Not all suppliers carry the same risk so why assess them the same way?
Segmenting your supply chain is the first step toward smarter ESG risk management. It allows you to prioritise where and how to allocate your resources, especially when managing thousands of suppliers with different levels of spend, impact and visibility.
1. Start with a fast, contactless risk overview
Achilles predictive scoring allows you to screen your entire supply chain, especially smaller and long-tail suppliers, with zero supplier input. It uses a no-touch model powered by public data and industry standards like SASB to deliver ESG and country risk scores at a scale, highlighting where the biggest vulnerabilities may lie, without slowing you down.
This enables quick decision making before onboarding or when planning due diligence at a scale.

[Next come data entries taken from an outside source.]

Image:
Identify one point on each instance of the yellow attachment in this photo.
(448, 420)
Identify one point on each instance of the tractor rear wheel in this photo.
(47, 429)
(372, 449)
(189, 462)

2. Group suppliers by risk level
Segment your suppliers into tiers:
- High risk: Provides you a mission-critical product or service, is operating in vulnerable sectors or high-risk geographies. Prioritise for verified assessment.
- Medium risk: May require further validation.
- Low risk: Typically, in low-impact industries or stable regions. Monitor continuously, with no immediate action required.
This segmentation supports a risk-based approach to ESG compliance and resource allocation.
3. Decide the right level of assessment for each segment
With segmentation in place, map suppliers to the most appropriate level of assurance:
- Achilles verified due diligence: a third-party ESG due diligence and assurance assessment that involves:
- Collecting supplier information across ESG, H&S, Financial stability, Cyber risk, labour rights, compliance.
- Rigorous validation and evidence check carried out by our expert teams.
- Regular updates and continual monitoring
- Supplier data that is assured, not just claimed.
This level of due diligence is essential when ESG risks must be actively managed, demonstrated to regulators, or disclosed to investors with confidence.
- Achilles predictive assessment: ideal for low-risk or early-stage suppliers, predictive scoring is based on continuously updated public data. It provides broad visibility across thousands of suppliers, helping you detect inherent risk without involving supplier engagement or verification.
4. Adapt your strategy as risks evolve
Both predicted and verified outcomes are dynamic. Public data is continuously fed into the predictive scoring, while verified assessments are kept up to date through supplier engagement and document renewal. As supplier risk profiles shift, you can adjust segmentation and action plans accordingly.